At the age of 27 he helped establish a bank holding company which he turned into a multi-million dollar corporation. He was made the director of the Florida Securities Commission in 1957. In 1963 he formed First Marine Bank where he was an associate until he quit for health reasons in 1980.

Thomas was first elected to serve in the Florida House of Representatives. He served from 1960 for 4 years. He then served in the Florida Senate for eight years. While in the senate he was President of the Florida Senate for two years. During his service he authored and co-sponsored hundreds of laws. He was a Democrat but he swapped to the Republican Party in 1974.

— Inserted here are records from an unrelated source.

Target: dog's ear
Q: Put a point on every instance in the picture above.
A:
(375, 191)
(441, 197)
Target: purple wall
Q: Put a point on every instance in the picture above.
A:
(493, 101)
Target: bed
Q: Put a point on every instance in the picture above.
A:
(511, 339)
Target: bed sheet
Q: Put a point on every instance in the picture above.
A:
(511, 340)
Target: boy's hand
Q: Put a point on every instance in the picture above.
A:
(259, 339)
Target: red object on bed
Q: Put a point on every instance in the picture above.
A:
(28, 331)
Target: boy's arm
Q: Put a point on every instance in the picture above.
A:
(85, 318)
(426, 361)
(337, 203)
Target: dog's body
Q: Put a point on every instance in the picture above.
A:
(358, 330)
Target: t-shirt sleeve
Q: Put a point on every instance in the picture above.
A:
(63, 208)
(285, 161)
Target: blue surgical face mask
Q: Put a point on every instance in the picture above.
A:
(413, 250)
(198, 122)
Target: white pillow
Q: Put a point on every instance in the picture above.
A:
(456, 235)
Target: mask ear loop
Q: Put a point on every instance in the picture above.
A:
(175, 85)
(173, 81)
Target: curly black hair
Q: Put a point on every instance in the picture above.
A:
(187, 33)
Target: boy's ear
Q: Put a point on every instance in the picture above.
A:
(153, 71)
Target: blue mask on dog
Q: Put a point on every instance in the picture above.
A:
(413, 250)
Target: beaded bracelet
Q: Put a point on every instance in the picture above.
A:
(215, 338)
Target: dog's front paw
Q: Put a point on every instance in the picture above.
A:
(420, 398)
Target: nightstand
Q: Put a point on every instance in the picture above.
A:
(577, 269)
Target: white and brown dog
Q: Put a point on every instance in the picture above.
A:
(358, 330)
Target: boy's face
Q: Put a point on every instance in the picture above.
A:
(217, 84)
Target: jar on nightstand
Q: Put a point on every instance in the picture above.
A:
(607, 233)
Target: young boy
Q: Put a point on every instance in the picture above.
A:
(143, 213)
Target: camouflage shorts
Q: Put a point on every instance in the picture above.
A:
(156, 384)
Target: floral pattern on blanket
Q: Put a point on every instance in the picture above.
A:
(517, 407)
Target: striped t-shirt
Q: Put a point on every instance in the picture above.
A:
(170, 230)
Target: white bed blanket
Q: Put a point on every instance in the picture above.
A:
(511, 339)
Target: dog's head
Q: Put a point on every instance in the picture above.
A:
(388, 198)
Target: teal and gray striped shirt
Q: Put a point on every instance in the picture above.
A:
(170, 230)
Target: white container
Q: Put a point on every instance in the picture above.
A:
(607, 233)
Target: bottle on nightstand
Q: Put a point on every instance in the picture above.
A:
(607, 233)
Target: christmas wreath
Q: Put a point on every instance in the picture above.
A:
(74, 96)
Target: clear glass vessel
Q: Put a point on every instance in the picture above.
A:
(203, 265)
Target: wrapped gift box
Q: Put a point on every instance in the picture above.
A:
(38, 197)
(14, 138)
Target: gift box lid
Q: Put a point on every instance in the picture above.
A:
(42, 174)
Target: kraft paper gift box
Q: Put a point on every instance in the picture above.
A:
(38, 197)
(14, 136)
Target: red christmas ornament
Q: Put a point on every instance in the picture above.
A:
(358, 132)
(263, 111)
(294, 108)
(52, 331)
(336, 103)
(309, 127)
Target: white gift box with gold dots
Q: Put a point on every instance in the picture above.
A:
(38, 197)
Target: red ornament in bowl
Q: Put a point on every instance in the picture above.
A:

He ran for the position of Governor of Florida as the Republican candidate in the 1974 Florida gubernatorial election, but lost to the Democrat Reubin Askew.
He served as undersecretary in the Gerald Ford Administration Treasury, but quit after just 6 months saying "I'm going back home to earn enough money to pay taxes to pay for some of this colossal waste I've seen up here".

Thomas died July 29, 1980 at home from cancer aged 51. He had had a tumor removed from his stomach a few months earlier. He was survived by his wife and five children.